Home / People / #Allegiance: ‘Willing to give up British passport to play for India’ – Michael Chopra

#Allegiance: ‘Willing to give up British passport to play for India’ – Michael Chopra

British Indian former Newcastle footballer Michael Chopra says he is ready to give up his UK passport to represent India and realize his dream of playing international football.

Chopra’s grandparents moved to the UK from the Punjab in the 1950’s and he has played for a host of premier league clubs whilst also representing England at age-group tournaments.

The 30-year-old was reportedly approached by Indian football governing body the All India Football Federation in 2010 to play for his country of origin but a possible move feel through.

Chopra qualifies to play for India due to his parentage as per FIFA rules but Indian government regulations dictate that a potential player needs to hold a valid Indian passport.

“I was going to play for them four years ago. But at that time I was only 26 and I was too young to give up my British passport and travel around the world at that age,” Chopra told Reuters in an interview.

“I just had a little boy that was born and things like that, so it would have been difficult. My boy is six now and he has grown up and understands what his dad has got to do.

“So I plan to move to India and give up my British citizenship and get an Indian passport to play for the national team and take them forward.”

Chopra was last month picked by the Kerala Blasters team, co-owned by cricketing great Sachin Tendulkar, for the upcoming Indian Super League (ISL).

The eight-franchise ISL will run from Oct. 12 to Dec. 20 in its inaugural edition but Chopra sees a future for himself beyond that in India’s national ‘I League’.

“That’s my plan.

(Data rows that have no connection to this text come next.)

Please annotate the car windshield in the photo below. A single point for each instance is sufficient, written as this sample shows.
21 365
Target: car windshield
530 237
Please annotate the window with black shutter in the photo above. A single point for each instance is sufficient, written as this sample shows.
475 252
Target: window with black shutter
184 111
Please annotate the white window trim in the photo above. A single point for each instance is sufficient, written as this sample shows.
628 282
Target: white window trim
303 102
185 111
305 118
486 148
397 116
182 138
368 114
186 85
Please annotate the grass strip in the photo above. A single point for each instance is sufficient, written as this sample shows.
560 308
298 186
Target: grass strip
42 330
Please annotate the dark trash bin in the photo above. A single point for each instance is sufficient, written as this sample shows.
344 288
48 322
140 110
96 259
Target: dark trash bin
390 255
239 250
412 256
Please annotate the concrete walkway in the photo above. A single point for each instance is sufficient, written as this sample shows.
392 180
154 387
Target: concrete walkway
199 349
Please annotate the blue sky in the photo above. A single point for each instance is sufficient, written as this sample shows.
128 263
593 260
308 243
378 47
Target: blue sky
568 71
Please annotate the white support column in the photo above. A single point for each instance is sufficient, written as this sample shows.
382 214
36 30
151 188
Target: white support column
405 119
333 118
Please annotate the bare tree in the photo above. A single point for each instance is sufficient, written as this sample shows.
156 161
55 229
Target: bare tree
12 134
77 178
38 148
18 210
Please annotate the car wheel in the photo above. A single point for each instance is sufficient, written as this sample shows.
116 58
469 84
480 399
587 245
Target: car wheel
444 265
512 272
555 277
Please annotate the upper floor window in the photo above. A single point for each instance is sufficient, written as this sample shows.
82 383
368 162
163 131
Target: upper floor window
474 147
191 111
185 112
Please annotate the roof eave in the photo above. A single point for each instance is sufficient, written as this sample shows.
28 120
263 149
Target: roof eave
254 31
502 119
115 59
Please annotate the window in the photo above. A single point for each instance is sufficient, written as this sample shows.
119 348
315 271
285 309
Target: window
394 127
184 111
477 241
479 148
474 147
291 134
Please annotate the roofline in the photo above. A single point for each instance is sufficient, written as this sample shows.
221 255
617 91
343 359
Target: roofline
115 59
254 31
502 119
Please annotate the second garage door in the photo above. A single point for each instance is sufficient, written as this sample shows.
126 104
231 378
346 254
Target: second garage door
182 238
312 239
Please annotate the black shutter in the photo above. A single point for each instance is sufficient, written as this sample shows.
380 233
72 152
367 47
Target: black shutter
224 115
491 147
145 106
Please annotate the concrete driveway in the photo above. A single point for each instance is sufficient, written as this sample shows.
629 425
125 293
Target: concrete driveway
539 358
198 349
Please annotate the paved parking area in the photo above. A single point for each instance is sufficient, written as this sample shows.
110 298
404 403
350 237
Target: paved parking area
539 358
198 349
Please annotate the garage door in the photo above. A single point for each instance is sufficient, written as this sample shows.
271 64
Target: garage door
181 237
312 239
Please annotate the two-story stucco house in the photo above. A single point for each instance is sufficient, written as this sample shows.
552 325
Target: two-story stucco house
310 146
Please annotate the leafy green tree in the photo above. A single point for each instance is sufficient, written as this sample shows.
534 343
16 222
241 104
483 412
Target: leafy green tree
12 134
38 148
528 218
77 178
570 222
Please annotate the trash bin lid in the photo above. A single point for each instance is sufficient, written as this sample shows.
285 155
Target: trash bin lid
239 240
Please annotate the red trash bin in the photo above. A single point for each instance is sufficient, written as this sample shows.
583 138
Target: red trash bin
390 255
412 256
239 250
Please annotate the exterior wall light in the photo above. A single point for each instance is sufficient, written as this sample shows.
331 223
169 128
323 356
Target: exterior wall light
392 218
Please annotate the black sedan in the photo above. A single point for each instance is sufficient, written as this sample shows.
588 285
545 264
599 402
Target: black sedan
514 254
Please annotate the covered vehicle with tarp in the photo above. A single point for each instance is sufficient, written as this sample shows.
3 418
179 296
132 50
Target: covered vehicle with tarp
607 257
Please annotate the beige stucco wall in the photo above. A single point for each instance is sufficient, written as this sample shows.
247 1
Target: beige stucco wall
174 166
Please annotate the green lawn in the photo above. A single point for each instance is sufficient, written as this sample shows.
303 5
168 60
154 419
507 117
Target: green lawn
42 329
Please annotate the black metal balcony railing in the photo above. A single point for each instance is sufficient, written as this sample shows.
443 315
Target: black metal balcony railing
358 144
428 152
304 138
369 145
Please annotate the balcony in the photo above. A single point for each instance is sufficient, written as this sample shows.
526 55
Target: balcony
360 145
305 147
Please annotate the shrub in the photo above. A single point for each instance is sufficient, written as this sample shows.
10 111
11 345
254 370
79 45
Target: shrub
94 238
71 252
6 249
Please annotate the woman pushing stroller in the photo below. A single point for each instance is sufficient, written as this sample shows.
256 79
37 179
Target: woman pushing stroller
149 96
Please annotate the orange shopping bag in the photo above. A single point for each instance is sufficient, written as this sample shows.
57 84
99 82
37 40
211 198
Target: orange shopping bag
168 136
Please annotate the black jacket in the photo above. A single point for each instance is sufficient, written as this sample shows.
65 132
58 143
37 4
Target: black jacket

I have spoken to my agency about my future about what I will be doing after the ISL.  The prospect of playing in the I-League excites me as well,” Chopra, who also has plans to open academies in India, said.

“And also to play for the national team as well. Hopefully things come along and I can do all three.

“I have never been to India before so everybody is very excited. I have family over in India and everybody is texting me and calling me asking when I am coming over.

“If my grandparents were alive now, the smile on their faces would have been special. They always supported my playing football in England so for me to go back to India and play football over there would have been special for them.”

Despite huge interest in football in India, the country is ranked a poor 150th in the world rankings with FIFA president Sepp Blatter describing the country as the ‘sleeping giant’ of world football.

Chopra is aware of soccer’s ground realities in India and is confident he can easily adjust.

“The Indian team has got some good players. If I can help them raise their profile and make them a better team – that’s my aim,” Chopra said.

“Obviously it will be nice to play international football and play against teams I have never played against. It will be good for my career.”

The ISL has attracted some of the familiar names in world soccer and Chopra believes the league will change the face of the game in India.

“Everybody talks about cricket in India but I am pleased with the positive reports of the first edition of the ISL and hopefully I can boost it further,” he said.

“There are some real class players that will play the tournament and maybe more players will join next year.

“And once the league starts I think there will be lot more kids wanting to play football rather than cricket.”